И ушел. Слова больше не добавил. Старуха горестно вздохнула и заплакала. Вся округа в святость Магары уверовала. А она говорить о том боялась, но в себе думала: не от святости это в нем, а от хвори какой-то. Уж своего мужика-то знала, — какая в нем святость? Так мается без ума, без разума. Но не сердилась, а шибко жалела. От той жалости быстро стареть начала. Ссутулилась, глаза стускли, и на лицо серый пепел лег. Но приказанье мужнино в тот же час исполнила. Когда вешала белые холщевые порты и рубаху, Мокеиха пришла.
— Здравствуй-ко, Григорьевна. Помирать хочет?
— Не знаю, веле-ел.
— Сказывал, Григорьевна, сказывал. Сейчас на нашей улице был. Открыто ему будет в какой день. Я и пришла, чтоб меня тогда кликнули. Потрудиться охота над молитвенником-то над нашим. Нынче народ распутный стал: мало кому открывается, когда смерть придет. И не от должного часу мрут, а все больше во внезапности. Пущай подоле повисит одежа. Солнышком нашинским прогреется, ветерком с земли провеется. На остатной обряде дух земной унесет, пуще об земле стараться перед богом будет. Их-ох-ох. Ну, дак гляди, не медли, кликни тогда. Савелий-то, батюшка, плывет через речку...
— Куда?
— А по обычаю богову все сделать хочет. Не как нынешние вертуны. В церковь, к попу поговеть поплыл.

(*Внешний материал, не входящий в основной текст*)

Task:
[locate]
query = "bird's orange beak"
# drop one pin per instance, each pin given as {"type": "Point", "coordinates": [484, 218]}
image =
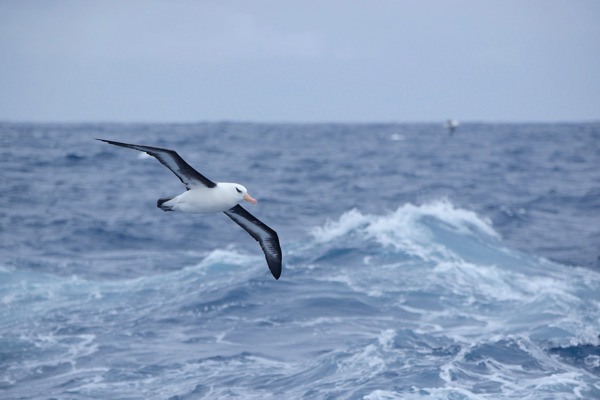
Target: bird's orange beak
{"type": "Point", "coordinates": [249, 198]}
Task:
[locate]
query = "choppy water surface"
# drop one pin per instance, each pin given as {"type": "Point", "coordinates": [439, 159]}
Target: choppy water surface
{"type": "Point", "coordinates": [416, 264]}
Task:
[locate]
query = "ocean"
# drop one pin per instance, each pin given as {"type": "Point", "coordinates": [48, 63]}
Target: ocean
{"type": "Point", "coordinates": [416, 264]}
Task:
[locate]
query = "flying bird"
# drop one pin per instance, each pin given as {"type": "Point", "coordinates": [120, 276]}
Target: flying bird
{"type": "Point", "coordinates": [204, 196]}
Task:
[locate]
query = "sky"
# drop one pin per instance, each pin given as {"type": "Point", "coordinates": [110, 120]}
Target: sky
{"type": "Point", "coordinates": [301, 61]}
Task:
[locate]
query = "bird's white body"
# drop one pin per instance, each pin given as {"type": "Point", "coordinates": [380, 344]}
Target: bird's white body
{"type": "Point", "coordinates": [203, 200]}
{"type": "Point", "coordinates": [203, 196]}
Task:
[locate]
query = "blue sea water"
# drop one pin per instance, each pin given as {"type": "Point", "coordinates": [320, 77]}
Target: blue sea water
{"type": "Point", "coordinates": [417, 265]}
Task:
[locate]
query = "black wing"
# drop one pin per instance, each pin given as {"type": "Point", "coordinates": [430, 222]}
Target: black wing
{"type": "Point", "coordinates": [170, 159]}
{"type": "Point", "coordinates": [267, 237]}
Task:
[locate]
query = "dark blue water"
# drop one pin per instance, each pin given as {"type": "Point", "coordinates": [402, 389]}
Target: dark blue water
{"type": "Point", "coordinates": [417, 265]}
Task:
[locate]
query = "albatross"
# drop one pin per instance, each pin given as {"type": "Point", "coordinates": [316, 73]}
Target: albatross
{"type": "Point", "coordinates": [204, 196]}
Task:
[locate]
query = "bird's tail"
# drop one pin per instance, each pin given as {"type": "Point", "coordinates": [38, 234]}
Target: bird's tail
{"type": "Point", "coordinates": [160, 203]}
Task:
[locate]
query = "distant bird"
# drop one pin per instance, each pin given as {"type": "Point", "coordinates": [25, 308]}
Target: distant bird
{"type": "Point", "coordinates": [204, 196]}
{"type": "Point", "coordinates": [451, 125]}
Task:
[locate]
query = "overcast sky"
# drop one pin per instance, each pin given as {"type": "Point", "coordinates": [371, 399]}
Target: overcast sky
{"type": "Point", "coordinates": [299, 60]}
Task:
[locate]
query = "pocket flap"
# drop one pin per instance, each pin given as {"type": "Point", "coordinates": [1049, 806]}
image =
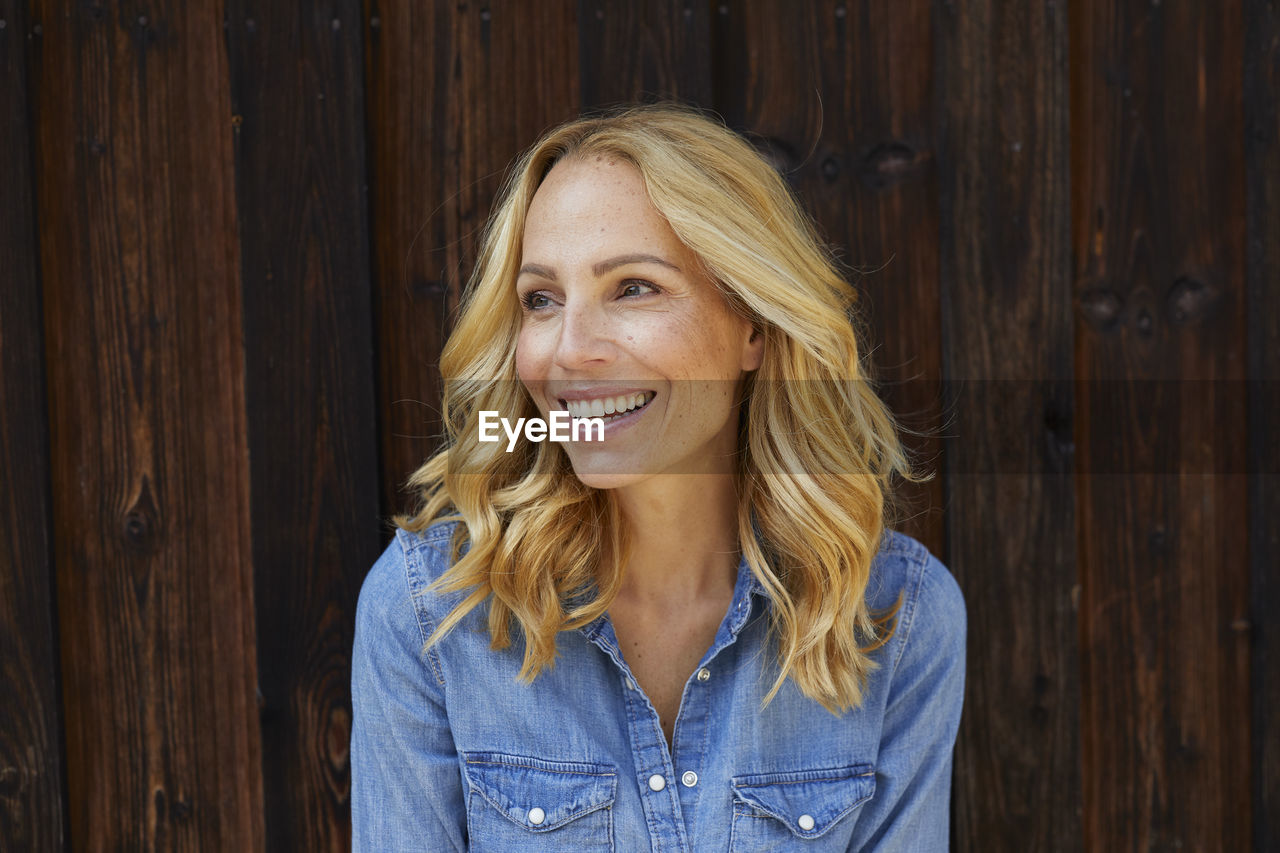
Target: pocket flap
{"type": "Point", "coordinates": [809, 802]}
{"type": "Point", "coordinates": [539, 794]}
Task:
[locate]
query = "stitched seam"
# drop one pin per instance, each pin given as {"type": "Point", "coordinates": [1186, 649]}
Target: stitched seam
{"type": "Point", "coordinates": [566, 772]}
{"type": "Point", "coordinates": [922, 556]}
{"type": "Point", "coordinates": [412, 561]}
{"type": "Point", "coordinates": [542, 829]}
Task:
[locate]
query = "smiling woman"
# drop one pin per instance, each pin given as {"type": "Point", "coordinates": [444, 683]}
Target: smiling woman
{"type": "Point", "coordinates": [694, 634]}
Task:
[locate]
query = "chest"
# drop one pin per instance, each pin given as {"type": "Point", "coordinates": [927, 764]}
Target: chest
{"type": "Point", "coordinates": [662, 653]}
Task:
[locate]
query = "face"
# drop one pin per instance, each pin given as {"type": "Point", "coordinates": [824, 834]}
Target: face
{"type": "Point", "coordinates": [618, 320]}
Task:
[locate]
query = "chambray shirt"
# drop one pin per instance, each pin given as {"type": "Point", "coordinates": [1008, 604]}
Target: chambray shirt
{"type": "Point", "coordinates": [451, 752]}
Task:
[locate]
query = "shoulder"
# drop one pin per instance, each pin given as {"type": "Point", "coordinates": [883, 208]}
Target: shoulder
{"type": "Point", "coordinates": [931, 609]}
{"type": "Point", "coordinates": [394, 594]}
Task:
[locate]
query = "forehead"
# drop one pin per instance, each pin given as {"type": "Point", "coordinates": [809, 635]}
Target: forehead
{"type": "Point", "coordinates": [593, 204]}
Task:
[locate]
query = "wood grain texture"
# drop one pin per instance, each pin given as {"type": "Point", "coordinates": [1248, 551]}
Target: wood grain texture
{"type": "Point", "coordinates": [1159, 223]}
{"type": "Point", "coordinates": [1002, 94]}
{"type": "Point", "coordinates": [456, 92]}
{"type": "Point", "coordinates": [297, 90]}
{"type": "Point", "coordinates": [644, 51]}
{"type": "Point", "coordinates": [32, 808]}
{"type": "Point", "coordinates": [1262, 178]}
{"type": "Point", "coordinates": [840, 96]}
{"type": "Point", "coordinates": [147, 428]}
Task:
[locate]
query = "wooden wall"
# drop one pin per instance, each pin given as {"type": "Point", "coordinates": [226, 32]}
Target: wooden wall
{"type": "Point", "coordinates": [232, 237]}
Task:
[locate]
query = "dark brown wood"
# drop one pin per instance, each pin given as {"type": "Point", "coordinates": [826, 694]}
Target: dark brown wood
{"type": "Point", "coordinates": [297, 91]}
{"type": "Point", "coordinates": [32, 808]}
{"type": "Point", "coordinates": [1262, 178]}
{"type": "Point", "coordinates": [147, 428]}
{"type": "Point", "coordinates": [1159, 220]}
{"type": "Point", "coordinates": [644, 51]}
{"type": "Point", "coordinates": [1002, 94]}
{"type": "Point", "coordinates": [456, 92]}
{"type": "Point", "coordinates": [840, 97]}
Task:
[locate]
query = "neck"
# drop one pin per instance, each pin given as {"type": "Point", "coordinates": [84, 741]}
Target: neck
{"type": "Point", "coordinates": [684, 538]}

Обратно приплыл под самое вербное воскресенье. Уж затемно в окно постучал:
— Эй, открой-ко, Михайла!
Зять голос узнал. Подивился:
— Ай, к нам перебираешься?
Но Магара, отмолившись в угол, сказал:
— Оповести завтра народ: помирать ложусь. Гроб-от сготовил.
Зять поскреб голову и грудь. Спросил:
— А где помирать-то лягешь? Там у себя в землянке, ай на камне?
— Тут в избе. По-христианскому. На этом месте родился, на этом же и помру.
Зять постоял, подумал. Сказал с тягучей позевотой:
— А ну да, правильну кончину ты себе у бога вымолил? Я маненько еще посплю? а? До утра-то еще долго. Намаялся я нынче.
— Ложись. Я на двор пойду свету дожидаться.